“With the increasing electronic incorporeality of existence, sometimes it’s reassuring — perhaps even necessary — to have something to hold on to. Thus within this colorful keepsake box the purchaser will find a fully-apportioned variety of reading material ready to address virtually any imaginable artistic or poetic taste, from the corrosive sarcasm of youth to the sickening earnestness of maturity …”
From the back of the box to Building Stories
Chris Ware’s latest long form work is not a book in any traditional sense. Building Stories is a box that contains a variety of comics: books, or booklets, broadsheets, pamphlets, and strips. The box also contains a fold out ‘game board’ that allows readers to map the different pieces of the collection onto a diagram of the three unit flat that anchor’s the narrative, as well as being another story. If the digital ereader has made anything clear, it is that the physicality of the book is, for most practical purposes, incidental, an accident of time and place. Building Stories, by contrast, is deliberately material in a way that most books are not.
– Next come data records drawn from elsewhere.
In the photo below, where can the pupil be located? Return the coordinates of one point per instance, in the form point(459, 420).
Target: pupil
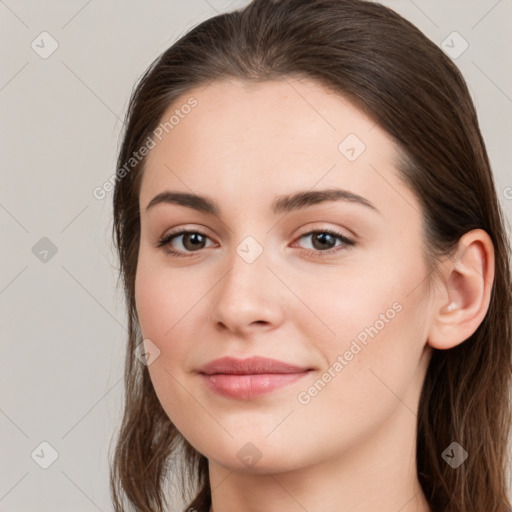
point(322, 238)
point(195, 238)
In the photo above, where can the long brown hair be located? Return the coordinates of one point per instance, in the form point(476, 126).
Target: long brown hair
point(415, 93)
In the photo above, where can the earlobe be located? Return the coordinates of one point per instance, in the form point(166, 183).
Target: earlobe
point(462, 297)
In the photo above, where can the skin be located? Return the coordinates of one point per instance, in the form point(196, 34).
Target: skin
point(352, 447)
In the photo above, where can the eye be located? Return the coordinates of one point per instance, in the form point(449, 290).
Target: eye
point(192, 241)
point(324, 241)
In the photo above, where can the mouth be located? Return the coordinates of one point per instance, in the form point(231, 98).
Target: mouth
point(250, 378)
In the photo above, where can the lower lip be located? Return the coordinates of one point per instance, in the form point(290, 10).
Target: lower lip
point(247, 387)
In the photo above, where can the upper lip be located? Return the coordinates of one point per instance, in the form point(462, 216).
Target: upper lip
point(250, 366)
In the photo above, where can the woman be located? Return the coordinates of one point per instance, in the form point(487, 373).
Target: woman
point(316, 270)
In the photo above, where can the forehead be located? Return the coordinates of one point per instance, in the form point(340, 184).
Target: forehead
point(252, 139)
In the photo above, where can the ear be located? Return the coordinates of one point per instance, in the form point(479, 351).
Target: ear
point(463, 293)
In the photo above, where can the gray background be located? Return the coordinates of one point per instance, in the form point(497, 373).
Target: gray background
point(63, 328)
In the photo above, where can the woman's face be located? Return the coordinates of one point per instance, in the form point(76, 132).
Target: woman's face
point(336, 287)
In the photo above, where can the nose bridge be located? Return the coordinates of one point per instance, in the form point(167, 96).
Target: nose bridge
point(246, 294)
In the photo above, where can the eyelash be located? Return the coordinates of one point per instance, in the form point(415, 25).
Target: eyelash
point(166, 240)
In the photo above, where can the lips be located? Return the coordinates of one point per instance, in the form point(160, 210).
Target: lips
point(249, 378)
point(252, 366)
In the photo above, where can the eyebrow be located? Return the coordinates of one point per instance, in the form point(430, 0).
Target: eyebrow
point(282, 204)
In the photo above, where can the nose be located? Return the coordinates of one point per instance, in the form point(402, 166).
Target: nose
point(249, 298)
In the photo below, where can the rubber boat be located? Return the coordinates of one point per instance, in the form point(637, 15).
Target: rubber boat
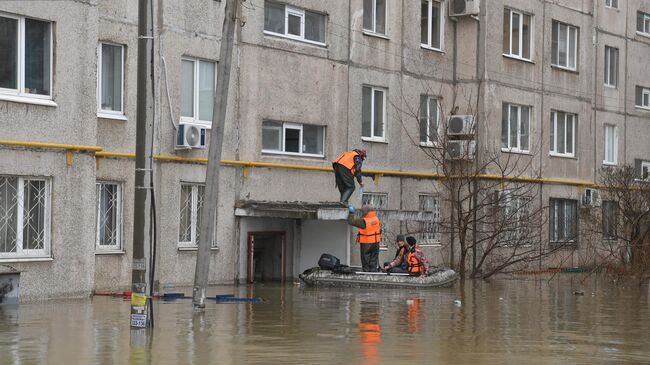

Ware’s design takes the tactile experience of reading seriously. Each story in the box feels distinct not just in terms of emotional content or character focus, but in the way that the reader actually holds and reads the work. The included strips, for example, fold out horizontally, while the broadsheets fold out vertically. These kinds of differences not only matter in terms of how one handles the piece, but also in terms of how one reads and how the time and space of the story is experienced. The perceived progression of a story read horizontally, across a single line, is different from the perceived progression of a story that requires the reader to scan along a vertical axis as well as the horizontal. Having both dimensions also gives the author additional room to add elements, meaning that the perception of, for example, greater complexity from the books or broadsheets is supported by the fact that those pieces of Building Stories likely do contain more information than the strips.
The different forms also have unique affective qualities. For example, there is a casualness to the strips and broadsheets that may call to mind reading over breakfast or one’s first collection of newspaper funnies. The little hardcovers simultaneously suggest a child’s picture book and a more reverential practice of reading; these are books for the living room or the library, not the kitchen or the bathroom. The pamphlets imply a Wednesday afternoon trip to the comics store and a stack of reading for the bed.
The back of Building Stories foregrounds this geography of reading by making suggestions, “as to appropriate places to set down, forget or completely lose any number of its contents within the walls of an average well-apponted home”. The reference to potentially ‘forgetting’ or ‘completely losing’ certain pieces within the home points to a feature of print comics that I have been grappling with as I consider what to read digitally, and how to store what I have in print: discoverability, or, more broadly, sharing.
My print library is broadly divided into three collections: boxes of pamphlets, mostly in the garage at the moment, shelves of trade paperbacks, and a few hardcovers, in the master bedroom, and a personally curated sampling of my collection for more public areas of the house.
That latter is intended for guests and visitors, books to spark curiosity about comics. I imagine a similar dynamic at work in Ware’s suggested placements for the parts of Building Stories. Some pieces are meant to be showcased as both books and as works of art, while others are kept more private.
Works in print are individual and separable. Building Stories is made to highlight this quality. In my more fanciful moments, I imagine people at our house coming across different pieces of the “book” and slowly reading the whole work as they scavenge for the different pieces.
One of the least satisfying aspects of reading digital comics is how most are made in the same way that print comics are, as panels on pages, even though formatting for e-reading renders those concepts awkwardly, if not entirely meaningless, at least as we’ve known them. While Ware’s print comics resist straight translation for electronic reading, it is worth noting that he has also produced a comic for the iPad, “Touch Sensitive”, that takes advantage of digital, engaging the reader in ways specific to the medium, in the same fashion that Building Stories engages readers in a manner particular to print.
Ware’s newest work does not simply pose questions about print and digital, but also the variability of form within print. The range of works contained in Building Stories touch on different moments in the history of publishing comics, from 19th century newspaper strips to the modern long form works, “graphic novels”, that Ware himself is widely known for. The collection of bookish items that constitutes Building Stories also effectively deconstructs the divide between serialized comics and singular works, not only by mixing books with pamphlets, strips, and broadsheets, but also by presenting a narrative that can be read as individual pieces or as a coherent whole.
The mapping metaphor employed on the back of the box illustrates a ‘both and also’ approach to storytelling by treating each part as an individual thing, but also as belonging to the same territory. The title, “Building Stories”, comes from both the building shared by the main characters and also from the way in which the form of the work empowers readers to make their own ‘book’.
While form may not dictate content, or vice versa, the two are always related. One of the achievements of Building Stories is how the work calls attention to this relationship in a manner that is playful and accessible and that emphasizes possibilities rather than limitations. Ware’s book is a reminder that the only questions that really matter are what kind of story, or stories, does a creator want to tell and how do they want to tell them.